Quadrature MRI detectors are comprised of elements whose principal RF magnetic field components are orthogonal or nearly-orthogonal, such that they can directly receive the circularly polarized MRI or MRS signals from a sample [Hoult, D. I., C. N. Chen, and V. J. Sank, Quadrature detection in the laboratory frame. Magn Reson Med, 1984. 1 (3): p. 339-53; Chen, C., Hoult D I, Sank V J, Quadrature Detection Coils—A Further sqrt(2) Improvement in Sensitivity. Journal of Magnetic Resonance, 1983. 54: p. 324-327; Hyde, J. S., et al., Quadrature detection surface coil. Magn Reson Med, 1987. 4 (2): p. 179-84; Bottomley, P. A., et al., Proton-decoupled, Overhauser-enhanced, spatially localized carbon-13 spectroscopy in humans. Magn Reson Med, 1989. 12 (3): p. 348-63]. By combining the raw signals from a pair of quadrature elements with a hybrid that provides the appropriate 90° phase shift, or by means of a root-of-the-sum-of-the-squares combination of the processed signals, a quadrature detector coil can provide up to a √2-fold gain in the signal-to-noise-ratio (SNR) compared to coils of the same geometry used as linear detectors [Hoult, D. I., C. N. Chen, and V. J. Sank, Quadrature detection in the laboratory frame. Magn Reson Med, 1984. 1 (3): p. 339-53; Redpath, T. W., Quadrature rf coil pairs. Magn Reson Med, 1986. 3 (1): p. 118-9].
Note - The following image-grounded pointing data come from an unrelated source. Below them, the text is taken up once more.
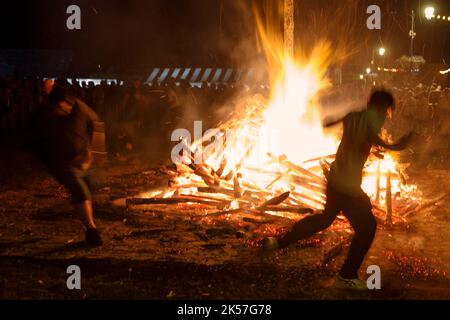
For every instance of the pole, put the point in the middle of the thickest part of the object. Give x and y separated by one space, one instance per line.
388 199
289 27
412 34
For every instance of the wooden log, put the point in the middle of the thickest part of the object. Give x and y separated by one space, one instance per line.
175 200
300 210
274 201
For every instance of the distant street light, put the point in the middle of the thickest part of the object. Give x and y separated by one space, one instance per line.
429 13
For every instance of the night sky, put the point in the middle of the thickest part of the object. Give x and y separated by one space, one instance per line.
138 33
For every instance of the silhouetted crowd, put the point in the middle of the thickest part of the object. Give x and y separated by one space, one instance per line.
134 113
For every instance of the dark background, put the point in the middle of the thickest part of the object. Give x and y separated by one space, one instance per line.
131 35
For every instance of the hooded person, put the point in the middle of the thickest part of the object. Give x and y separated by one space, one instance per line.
344 193
61 136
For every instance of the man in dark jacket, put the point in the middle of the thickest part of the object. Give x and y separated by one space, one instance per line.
344 191
62 132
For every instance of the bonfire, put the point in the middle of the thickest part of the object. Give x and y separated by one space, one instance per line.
268 163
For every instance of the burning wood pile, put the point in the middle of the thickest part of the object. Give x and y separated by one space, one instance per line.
230 173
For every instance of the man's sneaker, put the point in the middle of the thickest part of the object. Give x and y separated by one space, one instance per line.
270 244
353 284
93 238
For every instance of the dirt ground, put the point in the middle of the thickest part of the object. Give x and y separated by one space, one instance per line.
171 255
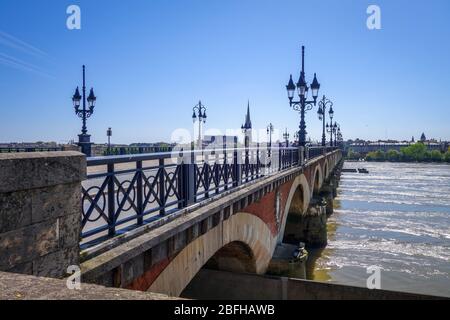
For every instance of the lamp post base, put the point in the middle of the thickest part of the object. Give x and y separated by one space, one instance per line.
84 141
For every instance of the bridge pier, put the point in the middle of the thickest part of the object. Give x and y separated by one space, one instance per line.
310 227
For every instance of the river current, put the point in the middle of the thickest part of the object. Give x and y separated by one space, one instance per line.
397 218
Quadrature surface coils comprised of a circular loop and a ‘figure-8’ or ‘butterfly’ coil with long axis perpendicular to the main magnetic field, B0, have been adopted for both multi-nuclear MRS, and for commercial MRI phased-arrays in applications including the spine where their use with quadrature hybrids halves the number of MRI receiver channels required to service the array.
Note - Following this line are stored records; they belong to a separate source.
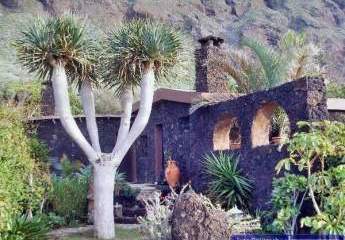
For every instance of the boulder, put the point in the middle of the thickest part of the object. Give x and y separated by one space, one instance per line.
194 218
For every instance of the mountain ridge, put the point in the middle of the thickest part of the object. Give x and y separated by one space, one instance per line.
266 20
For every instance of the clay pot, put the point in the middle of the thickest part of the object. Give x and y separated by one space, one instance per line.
172 173
277 140
234 146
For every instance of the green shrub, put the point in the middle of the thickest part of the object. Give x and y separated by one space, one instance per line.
68 196
324 181
288 195
23 228
336 90
23 178
227 185
23 94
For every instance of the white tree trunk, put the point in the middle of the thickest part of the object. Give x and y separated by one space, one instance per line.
104 175
63 110
126 106
88 102
142 118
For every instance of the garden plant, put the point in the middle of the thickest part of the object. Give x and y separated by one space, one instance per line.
318 154
136 54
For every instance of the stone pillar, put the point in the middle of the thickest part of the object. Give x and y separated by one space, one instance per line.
210 76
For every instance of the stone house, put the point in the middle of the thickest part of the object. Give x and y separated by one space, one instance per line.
186 125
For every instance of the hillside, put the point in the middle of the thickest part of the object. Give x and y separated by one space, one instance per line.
323 20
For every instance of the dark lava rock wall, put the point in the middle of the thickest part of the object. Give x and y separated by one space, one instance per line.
303 99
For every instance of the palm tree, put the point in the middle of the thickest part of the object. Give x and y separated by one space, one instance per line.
293 58
136 54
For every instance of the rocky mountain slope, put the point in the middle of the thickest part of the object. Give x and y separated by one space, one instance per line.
267 20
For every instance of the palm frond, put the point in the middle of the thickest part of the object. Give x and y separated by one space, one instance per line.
62 39
136 43
273 66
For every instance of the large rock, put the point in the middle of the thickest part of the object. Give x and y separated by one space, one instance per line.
194 219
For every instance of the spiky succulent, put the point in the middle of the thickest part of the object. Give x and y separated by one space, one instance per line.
136 43
226 183
58 38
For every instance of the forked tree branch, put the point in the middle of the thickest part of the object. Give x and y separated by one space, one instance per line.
88 102
142 118
126 106
63 110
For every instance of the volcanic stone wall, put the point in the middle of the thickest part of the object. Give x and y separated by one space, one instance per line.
173 119
303 99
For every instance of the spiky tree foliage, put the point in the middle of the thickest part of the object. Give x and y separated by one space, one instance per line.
136 54
293 58
57 39
136 44
273 65
227 184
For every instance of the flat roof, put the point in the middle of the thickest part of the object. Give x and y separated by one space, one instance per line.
336 104
191 97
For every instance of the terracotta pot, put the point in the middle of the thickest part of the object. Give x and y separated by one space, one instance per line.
172 173
234 146
277 140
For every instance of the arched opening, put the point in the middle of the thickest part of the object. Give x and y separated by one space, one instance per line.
270 125
227 134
It thus, would be desirable to provide rules particularly suitable for a single tuned strip detector element of a tunable PSA as well as methods embodying the use of such rules. It would be desirable to provide detection devices that embody such rules as well as apparatuses and systems that embody such detection devices. It also would be desirable to provide quadrature hybrid detection devices that embody a surface coil and phased strip array antenna.